| Diversify your Portfolio

Diversify your Portfolio


Are you ever worried about your job?  If you lose your job, will your income cease to exist?  The problem with having just one job and just one source of income is that if you lose it, you stop making money altogether.  The same goes with investing in stocks.  If you invest all your money in one company and the company tanks, you lose your entire investment.

You must diversify your stock portfolio to reduce your risk.  Taking risks is generally a good thing in the stock market if you are looking to make a lot of money, especially if you are young.  Still, the risk of putting all your money in one stock is completely unnecessary.  This risk will not increase your potential earnings, it will only increase your potential failure.

Let’s say you invest all your money into one stock that finance professionals believe will increase 25% in the next year.  That is a high risk because in order to increase 25%, the stock must either have a lot of growth that it may or may not get, or it’s extremely undervalued and may or may not go up.  If the stock goes up 25%, or even just 10%, you’ve done well, but if you goes down 25% or goes under completely, you’ve lost a lot of money.

Even if you want to take a lot of risk, you could still diversify your portfolio with many risky investments.  If you invest your money in 5 stocks that all expect a 25% increase and on 2 of them lose all their value, you’ve still made a 15% return which is very good.  The probability that 5 stocks will diminish or even just decrease in value is much less than just one.

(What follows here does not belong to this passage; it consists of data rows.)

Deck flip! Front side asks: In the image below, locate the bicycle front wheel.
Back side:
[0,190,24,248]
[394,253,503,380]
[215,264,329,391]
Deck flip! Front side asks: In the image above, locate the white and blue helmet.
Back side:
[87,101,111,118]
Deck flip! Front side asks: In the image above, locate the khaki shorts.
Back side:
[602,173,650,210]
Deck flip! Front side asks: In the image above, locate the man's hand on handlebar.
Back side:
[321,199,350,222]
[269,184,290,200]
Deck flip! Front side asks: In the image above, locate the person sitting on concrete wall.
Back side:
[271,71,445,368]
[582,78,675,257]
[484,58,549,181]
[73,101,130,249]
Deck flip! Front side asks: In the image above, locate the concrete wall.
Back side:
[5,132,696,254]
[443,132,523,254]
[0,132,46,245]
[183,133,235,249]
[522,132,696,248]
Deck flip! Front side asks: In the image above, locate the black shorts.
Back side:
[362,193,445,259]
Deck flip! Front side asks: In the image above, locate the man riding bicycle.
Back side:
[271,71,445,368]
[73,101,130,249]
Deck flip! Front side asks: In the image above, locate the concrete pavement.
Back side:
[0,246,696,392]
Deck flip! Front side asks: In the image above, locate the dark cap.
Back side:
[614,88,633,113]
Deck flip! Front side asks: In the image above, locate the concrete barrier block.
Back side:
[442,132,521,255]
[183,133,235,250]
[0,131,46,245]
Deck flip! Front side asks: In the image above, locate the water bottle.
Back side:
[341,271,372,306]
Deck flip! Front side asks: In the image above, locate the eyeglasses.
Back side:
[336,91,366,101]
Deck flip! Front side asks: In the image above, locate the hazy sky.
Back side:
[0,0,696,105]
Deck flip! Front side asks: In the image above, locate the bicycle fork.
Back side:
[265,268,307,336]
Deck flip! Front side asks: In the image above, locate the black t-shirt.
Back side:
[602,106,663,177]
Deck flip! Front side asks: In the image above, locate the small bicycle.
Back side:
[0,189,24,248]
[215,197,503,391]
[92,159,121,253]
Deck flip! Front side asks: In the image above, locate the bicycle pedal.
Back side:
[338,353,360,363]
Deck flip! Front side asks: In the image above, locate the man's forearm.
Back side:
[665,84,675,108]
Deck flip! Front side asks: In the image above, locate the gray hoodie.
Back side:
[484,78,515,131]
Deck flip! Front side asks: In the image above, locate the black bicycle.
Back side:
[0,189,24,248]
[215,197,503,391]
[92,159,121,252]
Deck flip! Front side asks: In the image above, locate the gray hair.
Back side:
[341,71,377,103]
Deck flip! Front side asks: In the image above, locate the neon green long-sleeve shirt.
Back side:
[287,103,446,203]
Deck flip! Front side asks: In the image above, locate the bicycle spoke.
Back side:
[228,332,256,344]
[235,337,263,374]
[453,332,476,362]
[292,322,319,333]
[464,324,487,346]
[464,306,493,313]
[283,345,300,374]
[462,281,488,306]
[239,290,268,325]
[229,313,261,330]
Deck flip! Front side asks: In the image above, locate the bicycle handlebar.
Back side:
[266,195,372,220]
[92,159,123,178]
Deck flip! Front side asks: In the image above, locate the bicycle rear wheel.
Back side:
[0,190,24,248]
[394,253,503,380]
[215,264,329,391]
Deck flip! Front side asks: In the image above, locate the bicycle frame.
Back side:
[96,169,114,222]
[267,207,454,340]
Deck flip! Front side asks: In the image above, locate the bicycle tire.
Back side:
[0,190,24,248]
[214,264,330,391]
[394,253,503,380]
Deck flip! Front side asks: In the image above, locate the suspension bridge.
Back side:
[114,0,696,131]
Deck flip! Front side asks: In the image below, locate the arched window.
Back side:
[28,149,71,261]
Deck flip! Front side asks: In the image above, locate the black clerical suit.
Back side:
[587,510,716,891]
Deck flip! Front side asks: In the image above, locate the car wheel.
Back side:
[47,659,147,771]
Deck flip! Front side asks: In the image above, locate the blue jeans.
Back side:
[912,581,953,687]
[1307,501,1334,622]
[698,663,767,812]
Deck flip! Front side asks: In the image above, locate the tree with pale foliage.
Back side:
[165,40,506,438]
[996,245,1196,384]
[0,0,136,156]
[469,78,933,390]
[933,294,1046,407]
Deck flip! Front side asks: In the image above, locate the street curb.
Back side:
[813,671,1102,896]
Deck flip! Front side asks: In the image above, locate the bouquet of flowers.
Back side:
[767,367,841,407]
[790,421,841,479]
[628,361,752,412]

Be smart with your diversification.

Diversify according to your situation, how much money you want to make, and the safest most secure way possible. You are basically going to need to calculate how much risk you’ll pass up to be safe. If you are young, you can take more risk because you have more time to make back what you’ve lost. As you get older and closer to retirement, you need to take less risk.

You can take less risk by investing in solid companies that have been around for a while and have little chance of falling through and also by buying bonds and government securities.